From published sources and interviews, including with a scientist in the group, the Monitor has assembled an account of the North Korean operation that suggests a well-organized effort to steal Russian secrets.
The operation began in February 1992 when a certain Anatoly Rubtsov approached the V.P. Makeyev Design Bureau of Mechanical Engineering in the closed Urals city of Miass with a proposal for researchers to work abroad in China and North Korea.
``He said he represented the Ministry of General Machine-Building,'' recounts Vadim Khvorob, one of the recruited scientists. The Ministry was responsible for the Soviet Union's nuclear arms program. Whether Mr. Rubtsov was then employed by the ministry, he worked there at one time, Mr. Khvorob says.
According to an interview with one of the scientists published in April 1993 in Moscow News, Rubtsov offered the Design Bureau a $3 million payment, with scientists receiving monthly salaries ranging from $1,500 to $4,000. The design bureau, bereft of military orders, was in desperate financial straits, and the proposal ``was met with interest,'' says Valery Tretyakov, head of the Chelyabinsk branch of the Security Ministry (the former KGB) told the Chelyabinsky Rabochi newspaper.
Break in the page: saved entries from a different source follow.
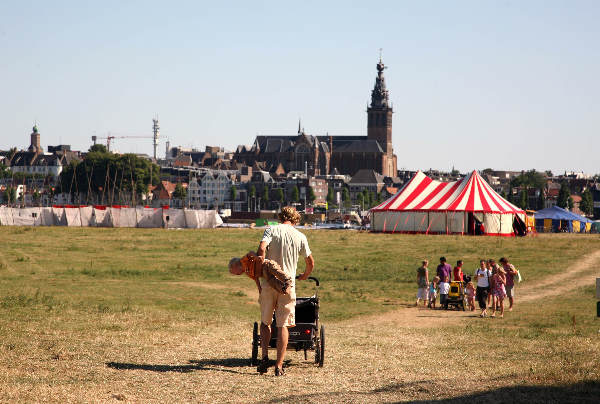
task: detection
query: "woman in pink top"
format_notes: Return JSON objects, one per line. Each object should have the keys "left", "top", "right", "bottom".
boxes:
{"left": 490, "top": 268, "right": 507, "bottom": 318}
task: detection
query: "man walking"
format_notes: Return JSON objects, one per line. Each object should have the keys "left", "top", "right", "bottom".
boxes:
{"left": 256, "top": 206, "right": 314, "bottom": 376}
{"left": 436, "top": 257, "right": 452, "bottom": 283}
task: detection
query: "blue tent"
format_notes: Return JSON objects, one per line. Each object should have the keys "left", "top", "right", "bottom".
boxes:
{"left": 534, "top": 206, "right": 593, "bottom": 233}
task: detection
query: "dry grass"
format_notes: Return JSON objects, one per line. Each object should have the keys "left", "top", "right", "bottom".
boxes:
{"left": 0, "top": 227, "right": 599, "bottom": 402}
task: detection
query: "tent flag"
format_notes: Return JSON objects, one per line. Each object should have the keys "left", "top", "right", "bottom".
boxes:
{"left": 370, "top": 170, "right": 525, "bottom": 236}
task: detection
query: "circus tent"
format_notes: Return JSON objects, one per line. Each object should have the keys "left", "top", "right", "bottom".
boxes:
{"left": 370, "top": 170, "right": 526, "bottom": 236}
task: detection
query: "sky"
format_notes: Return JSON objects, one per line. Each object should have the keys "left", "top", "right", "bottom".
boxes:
{"left": 1, "top": 0, "right": 599, "bottom": 174}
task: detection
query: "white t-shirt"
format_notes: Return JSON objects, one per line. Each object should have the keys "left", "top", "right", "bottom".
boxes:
{"left": 261, "top": 224, "right": 312, "bottom": 289}
{"left": 475, "top": 268, "right": 491, "bottom": 288}
{"left": 438, "top": 282, "right": 450, "bottom": 294}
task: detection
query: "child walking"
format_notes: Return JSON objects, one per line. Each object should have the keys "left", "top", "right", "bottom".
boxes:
{"left": 465, "top": 281, "right": 476, "bottom": 311}
{"left": 428, "top": 276, "right": 439, "bottom": 309}
{"left": 491, "top": 268, "right": 507, "bottom": 318}
{"left": 439, "top": 275, "right": 450, "bottom": 310}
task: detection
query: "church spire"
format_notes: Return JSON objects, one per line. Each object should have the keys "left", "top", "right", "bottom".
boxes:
{"left": 370, "top": 55, "right": 389, "bottom": 108}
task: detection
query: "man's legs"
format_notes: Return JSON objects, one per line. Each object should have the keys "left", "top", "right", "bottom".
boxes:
{"left": 260, "top": 322, "right": 271, "bottom": 360}
{"left": 275, "top": 326, "right": 288, "bottom": 370}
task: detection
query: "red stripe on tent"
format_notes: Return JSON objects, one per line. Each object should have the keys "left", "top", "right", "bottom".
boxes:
{"left": 413, "top": 182, "right": 447, "bottom": 209}
{"left": 476, "top": 175, "right": 492, "bottom": 212}
{"left": 465, "top": 175, "right": 477, "bottom": 211}
{"left": 429, "top": 181, "right": 462, "bottom": 210}
{"left": 376, "top": 171, "right": 422, "bottom": 210}
{"left": 447, "top": 171, "right": 475, "bottom": 211}
{"left": 396, "top": 176, "right": 433, "bottom": 209}
{"left": 479, "top": 179, "right": 505, "bottom": 212}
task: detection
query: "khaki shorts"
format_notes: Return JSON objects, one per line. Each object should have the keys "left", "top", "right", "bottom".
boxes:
{"left": 259, "top": 282, "right": 296, "bottom": 327}
{"left": 506, "top": 285, "right": 515, "bottom": 298}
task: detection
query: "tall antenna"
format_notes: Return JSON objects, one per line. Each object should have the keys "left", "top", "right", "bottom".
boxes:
{"left": 379, "top": 48, "right": 383, "bottom": 62}
{"left": 152, "top": 118, "right": 160, "bottom": 160}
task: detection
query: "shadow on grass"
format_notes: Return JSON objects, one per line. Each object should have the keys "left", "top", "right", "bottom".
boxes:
{"left": 266, "top": 381, "right": 600, "bottom": 403}
{"left": 106, "top": 357, "right": 251, "bottom": 374}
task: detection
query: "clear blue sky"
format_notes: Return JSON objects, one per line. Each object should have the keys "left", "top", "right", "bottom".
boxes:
{"left": 1, "top": 1, "right": 598, "bottom": 174}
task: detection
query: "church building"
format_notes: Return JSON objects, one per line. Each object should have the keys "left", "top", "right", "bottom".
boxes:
{"left": 233, "top": 58, "right": 398, "bottom": 177}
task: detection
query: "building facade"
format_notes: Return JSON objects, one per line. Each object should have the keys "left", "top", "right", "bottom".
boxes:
{"left": 233, "top": 58, "right": 398, "bottom": 178}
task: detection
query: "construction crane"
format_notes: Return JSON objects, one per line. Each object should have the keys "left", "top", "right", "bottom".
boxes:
{"left": 91, "top": 118, "right": 161, "bottom": 158}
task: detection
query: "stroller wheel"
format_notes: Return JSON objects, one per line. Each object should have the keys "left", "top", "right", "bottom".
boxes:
{"left": 318, "top": 325, "right": 325, "bottom": 367}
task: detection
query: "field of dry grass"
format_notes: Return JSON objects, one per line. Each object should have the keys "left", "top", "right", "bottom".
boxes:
{"left": 0, "top": 227, "right": 599, "bottom": 402}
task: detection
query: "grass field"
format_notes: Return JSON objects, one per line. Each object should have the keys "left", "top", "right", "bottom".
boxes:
{"left": 0, "top": 227, "right": 599, "bottom": 402}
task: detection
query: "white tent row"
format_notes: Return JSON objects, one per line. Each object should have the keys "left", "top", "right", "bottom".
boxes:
{"left": 0, "top": 207, "right": 223, "bottom": 229}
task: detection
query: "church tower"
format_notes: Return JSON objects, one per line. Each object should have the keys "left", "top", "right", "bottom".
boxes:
{"left": 367, "top": 57, "right": 395, "bottom": 177}
{"left": 28, "top": 125, "right": 43, "bottom": 154}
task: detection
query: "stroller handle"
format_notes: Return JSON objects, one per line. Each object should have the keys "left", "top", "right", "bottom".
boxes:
{"left": 296, "top": 275, "right": 319, "bottom": 286}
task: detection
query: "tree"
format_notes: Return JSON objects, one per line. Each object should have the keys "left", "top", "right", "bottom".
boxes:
{"left": 59, "top": 153, "right": 159, "bottom": 204}
{"left": 342, "top": 187, "right": 350, "bottom": 208}
{"left": 248, "top": 184, "right": 256, "bottom": 212}
{"left": 262, "top": 186, "right": 270, "bottom": 209}
{"left": 580, "top": 189, "right": 594, "bottom": 216}
{"left": 519, "top": 190, "right": 528, "bottom": 210}
{"left": 89, "top": 144, "right": 108, "bottom": 154}
{"left": 230, "top": 185, "right": 237, "bottom": 201}
{"left": 362, "top": 189, "right": 370, "bottom": 207}
{"left": 32, "top": 190, "right": 41, "bottom": 206}
{"left": 291, "top": 186, "right": 299, "bottom": 203}
{"left": 3, "top": 187, "right": 16, "bottom": 205}
{"left": 510, "top": 169, "right": 546, "bottom": 190}
{"left": 307, "top": 186, "right": 316, "bottom": 204}
{"left": 557, "top": 182, "right": 570, "bottom": 208}
{"left": 567, "top": 196, "right": 574, "bottom": 211}
{"left": 173, "top": 183, "right": 187, "bottom": 201}
{"left": 356, "top": 193, "right": 364, "bottom": 209}
{"left": 326, "top": 186, "right": 334, "bottom": 204}
{"left": 537, "top": 188, "right": 545, "bottom": 210}
{"left": 276, "top": 188, "right": 284, "bottom": 205}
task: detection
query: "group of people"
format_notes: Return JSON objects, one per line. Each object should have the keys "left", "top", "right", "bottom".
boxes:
{"left": 416, "top": 256, "right": 519, "bottom": 318}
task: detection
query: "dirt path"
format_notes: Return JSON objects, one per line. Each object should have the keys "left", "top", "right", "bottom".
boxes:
{"left": 342, "top": 248, "right": 600, "bottom": 328}
{"left": 518, "top": 249, "right": 600, "bottom": 302}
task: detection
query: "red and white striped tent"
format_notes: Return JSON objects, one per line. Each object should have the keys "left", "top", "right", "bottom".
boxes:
{"left": 370, "top": 170, "right": 525, "bottom": 236}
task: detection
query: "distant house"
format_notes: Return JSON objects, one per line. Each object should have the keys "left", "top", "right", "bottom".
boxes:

Scientists, then getting the equivalent of $15 a month, leapt at the opportunity.
The Ministry of General Machine Building and the Security Ministry endorsed the agreement, scientist Vladimir Usachev told Moscow News. It was signed at the end of May 1992. In late August, design bureau director Igor Velichko led a group of 10 scientists to North Korea to investigate the potential working situation.
Mr. Velichko returned opposed to the project, but the group of 64 recruited scientists went ahead. Among them were specialists in missile design and construction, including ``producing the warheads of nuclear missiles,'' says Mikhail Popov, deputy editor of Chelyabinsky Rabochi, which first revealed the incident.
``The Koreans wanted us to teach, to train students about durability, pressure, dynamics,'' recalls Khvorob, who lost his job following the incident and now works for an automobile factory. ``They never talked about nuclear weapons, about missiles.''
North Korea has long been working on the design and construction of medium-range missiles, code-named Nodong. It is now developing a longer-range version, capable of reaching all of Japan. According to security official Tretyakov, North Korea was attempting ``to use Russian scientific potential to modernize its missile forces in a short period of time.'' The Russians were to be employed in a research institute to ``make the whole situation look legal.''
The group all received foreign passports through the organizer, Rubtsov. But when their names came up on the computer at passport control, they were stopped, Khvorob says. ``It was probably the KGB that stopped us,'' he adds. For two months, the group stayed at a rest house outside Moscow while Rubtsov tried to re-negotiate their departure.
On Dec. 10, 1993, Security Minister Viktor Barannikov revealed in a speech, without mentioning North Korea, the attempt to recruit the scientists to build ``combat missile complexes that could be made to carry nuclear weapons.'' Only after that were the scientists returned by train to Miass.
North Korean ``special services'' activities are not limited to weapons espionage. On June 9, according to yesterday's daily Sevodnya, two North Koreans were arrested in the Far East trying to smuggle in eight kilos of heroin, an amount likely to require the ``connivance'' of North Korean officials, the paper said.